Here is a rudimentary LMM analysis using the `lme`

function from the **nlme** package. It also requires the long format data frame. This is just a starting point for LMM modeling with this kind of design. The rudimentary model specified here assumes sphericity and the results for the omnibus F test match what was found with `aov`

.

```
# first, default, LMM model assumes sphericity and reproduces the
# omnibus F test produced as the "average F" in the SPSS MANOVA approach
fit1.lme <- lme(dv ~ type, random = ~1|snum/type, data=long1.df)
anova(fit1.lme)
```

```
## numDF denDF F-value p-value
## (Intercept) 1 36 13.317097 8e-04
## type 4 36 8.844723 <.0001
```

```
## Linear mixed-effects model fit by REML
## Data: long1.df
## AIC BIC logLik
## 357.0839 371.5372 -170.542
##
## Random effects:
## Formula: ~1 | snum
## (Intercept)
## StdDev: 8.459511
##
## Formula: ~1 | type %in% snum
## (Intercept) Residual
## StdDev: 6.930132 3.110725
##
## Fixed effects: dv ~ type
## Value Std.Error DF t-value p-value
## (Intercept) 10.520000 2.882776 36 3.649260 0.0008
## type.L 11.384200 2.402152 36 4.739167 0.0000
## type.Q 7.964385 2.402152 36 3.315521 0.0021
## type.C 3.004164 2.402152 36 1.250614 0.2191
## type^4 1.446227 2.402152 36 0.602055 0.5509
## Correlation:
## (Intr) type.L type.Q type.C
## type.L 0
## type.Q 0 0
## type.C 0 0 0
## type^4 0 0 0 0
##
## Standardized Within-Group Residuals:
## Min Q1 Med Q3 Max
## -0.756930607 -0.157209242 -0.003407451 0.137647579 1.550657810
##
## Number of Observations: 50
## Number of Groups:
## snum type %in% snum
## 10 50
```

We can create our own set of orthogonal contrasts for this design and reanalyze.

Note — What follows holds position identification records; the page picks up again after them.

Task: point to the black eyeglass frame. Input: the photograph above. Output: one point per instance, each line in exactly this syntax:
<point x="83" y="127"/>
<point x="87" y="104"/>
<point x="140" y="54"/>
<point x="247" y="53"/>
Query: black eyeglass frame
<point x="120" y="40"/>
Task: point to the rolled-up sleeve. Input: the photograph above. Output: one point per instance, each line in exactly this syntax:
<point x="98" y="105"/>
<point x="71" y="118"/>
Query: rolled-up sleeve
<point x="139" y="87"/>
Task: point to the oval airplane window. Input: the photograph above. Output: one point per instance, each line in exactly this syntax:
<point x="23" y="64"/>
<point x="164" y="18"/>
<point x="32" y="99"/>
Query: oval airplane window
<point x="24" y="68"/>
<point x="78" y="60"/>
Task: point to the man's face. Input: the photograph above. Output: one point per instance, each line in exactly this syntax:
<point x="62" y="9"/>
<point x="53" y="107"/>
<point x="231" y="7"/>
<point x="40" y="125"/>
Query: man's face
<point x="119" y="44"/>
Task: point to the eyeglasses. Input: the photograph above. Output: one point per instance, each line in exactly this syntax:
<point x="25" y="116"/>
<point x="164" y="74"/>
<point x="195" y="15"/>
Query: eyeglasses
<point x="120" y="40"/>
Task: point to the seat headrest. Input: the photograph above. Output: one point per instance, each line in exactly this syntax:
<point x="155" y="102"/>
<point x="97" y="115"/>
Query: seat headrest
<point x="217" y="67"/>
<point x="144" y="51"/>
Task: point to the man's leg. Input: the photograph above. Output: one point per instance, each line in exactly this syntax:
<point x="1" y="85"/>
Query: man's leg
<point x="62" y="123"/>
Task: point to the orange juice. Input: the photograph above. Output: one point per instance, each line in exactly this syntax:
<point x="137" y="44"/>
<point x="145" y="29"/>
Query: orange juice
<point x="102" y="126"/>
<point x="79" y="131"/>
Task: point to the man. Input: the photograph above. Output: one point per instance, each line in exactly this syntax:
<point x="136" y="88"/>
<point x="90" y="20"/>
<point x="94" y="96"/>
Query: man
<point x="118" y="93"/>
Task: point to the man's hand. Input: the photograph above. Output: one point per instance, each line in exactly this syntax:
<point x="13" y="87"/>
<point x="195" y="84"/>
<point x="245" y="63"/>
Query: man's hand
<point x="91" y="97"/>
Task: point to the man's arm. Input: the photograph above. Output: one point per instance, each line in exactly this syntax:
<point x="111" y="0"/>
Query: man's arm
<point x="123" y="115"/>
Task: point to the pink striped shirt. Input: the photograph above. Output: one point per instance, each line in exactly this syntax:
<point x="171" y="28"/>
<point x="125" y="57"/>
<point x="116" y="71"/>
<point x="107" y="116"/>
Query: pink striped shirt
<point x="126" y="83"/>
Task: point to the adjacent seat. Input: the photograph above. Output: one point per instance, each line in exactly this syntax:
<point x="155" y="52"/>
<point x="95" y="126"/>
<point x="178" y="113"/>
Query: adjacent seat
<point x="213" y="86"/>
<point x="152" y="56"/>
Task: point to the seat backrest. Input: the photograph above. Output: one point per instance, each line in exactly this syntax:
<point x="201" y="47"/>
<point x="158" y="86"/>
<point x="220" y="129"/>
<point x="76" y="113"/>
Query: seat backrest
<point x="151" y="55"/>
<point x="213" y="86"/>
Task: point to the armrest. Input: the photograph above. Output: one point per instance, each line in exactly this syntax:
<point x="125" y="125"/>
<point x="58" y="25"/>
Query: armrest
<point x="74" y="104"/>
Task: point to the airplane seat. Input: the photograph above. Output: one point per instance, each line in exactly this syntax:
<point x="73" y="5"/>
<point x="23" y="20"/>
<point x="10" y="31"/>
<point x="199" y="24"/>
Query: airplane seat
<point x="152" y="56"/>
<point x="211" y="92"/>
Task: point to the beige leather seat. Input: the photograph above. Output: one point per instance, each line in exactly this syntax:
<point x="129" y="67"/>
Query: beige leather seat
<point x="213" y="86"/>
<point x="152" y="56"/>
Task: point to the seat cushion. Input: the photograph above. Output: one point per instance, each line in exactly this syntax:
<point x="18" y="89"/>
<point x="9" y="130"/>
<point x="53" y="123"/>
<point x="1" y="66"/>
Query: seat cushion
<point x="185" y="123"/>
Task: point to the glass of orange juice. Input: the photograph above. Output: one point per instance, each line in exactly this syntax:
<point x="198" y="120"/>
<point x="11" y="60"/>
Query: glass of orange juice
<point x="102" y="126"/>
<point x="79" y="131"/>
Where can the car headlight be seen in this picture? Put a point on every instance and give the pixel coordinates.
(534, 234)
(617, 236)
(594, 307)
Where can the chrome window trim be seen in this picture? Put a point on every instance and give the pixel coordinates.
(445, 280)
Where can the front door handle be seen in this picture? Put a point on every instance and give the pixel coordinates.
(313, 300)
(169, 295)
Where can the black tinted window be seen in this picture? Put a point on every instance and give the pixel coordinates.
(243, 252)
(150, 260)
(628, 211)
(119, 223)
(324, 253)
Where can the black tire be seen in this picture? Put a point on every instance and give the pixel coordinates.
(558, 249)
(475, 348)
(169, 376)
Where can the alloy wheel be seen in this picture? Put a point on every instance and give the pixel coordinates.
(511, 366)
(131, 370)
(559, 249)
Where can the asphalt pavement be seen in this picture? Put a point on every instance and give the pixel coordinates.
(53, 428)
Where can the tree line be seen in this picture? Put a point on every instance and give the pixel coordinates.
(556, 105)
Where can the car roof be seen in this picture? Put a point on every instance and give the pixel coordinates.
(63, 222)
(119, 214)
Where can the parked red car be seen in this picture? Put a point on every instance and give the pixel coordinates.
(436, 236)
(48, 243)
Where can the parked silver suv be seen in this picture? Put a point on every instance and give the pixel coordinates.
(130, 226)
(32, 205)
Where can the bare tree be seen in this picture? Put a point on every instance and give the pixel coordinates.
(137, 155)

However, the test statistics for the contrasts all have 36 df and are thus not specific to the contrast - they are also potentiall flawed by any non-sphericity.

```
# now create contrasts for the type factor
contrasts.type <- matrix(c(4,-1,-1,-1,-1,
0, 3,-1,-1,-1,
0, 0,-1,-1, 2,
0, 0,-1, 1, 0), ncol = 4)
contrasts(long1.df$type) <- contrasts.type
contrasts(long1.df$type)
fit2.lme <- lme(dv ~ type, random = ~1|snum/type, data=long1.df)
anova(fit2.lme)
summary(fit2.lme)
```

```
## [,1] [,2] [,3] [,4]
## clean 4 0 0 0
## homecage -1 3 0 0
## iguana -1 -1 -1 -1
## whiptail -1 -1 -1 1
## krat -1 -1 2 0
## numDF denDF F-value p-value
## (Intercept) 1 36 13.317097 8e-04
## type 4 36 8.844723 <.0001
## Linear mixed-effects model fit by REML
## Data: long1.df
## AIC BIC logLik
## 365.0495 379.5028 -174.5247
##
## Random effects:
## Formula: ~1 | snum
## (Intercept)
## StdDev: 8.459511
##
## Formula: ~1 | type %in% snum
## (Intercept) Residual
## StdDev: 6.930132 3.110725
##
## Fixed effects: dv ~ type
## Value Std.Error DF t-value p-value
## (Intercept) 10.520000 2.8827764 36 3.649260 0.0008
## type1 -0.930000 0.5371375 36 -1.731400 0.0919
## type2 -1.816667 0.6934415 36 -2.619784 0.0128
## type3 4.916667 0.9806744 36 5.013557 0.0000
## type4 1.050000 1.6985778 36 0.618164 0.5404
## Correlation:
## (Intr) type1 type2 type3
## type1 0
## type2 0 0
## type3 0 0 0
## type4 0 0 0 0
##
## Standardized Within-Group Residuals:
## Min Q1 Med Q3 Max
## -0.756930607 -0.157209242 -0.003407451 0.137647579 1.550657810
##
## Number of Observations: 50
## Number of Groups:
## snum type %in% snum
## 10 50
```

Detailed treatment of the repeated measures analyses can be found in the separate document on 1-factor repeated measures analysis.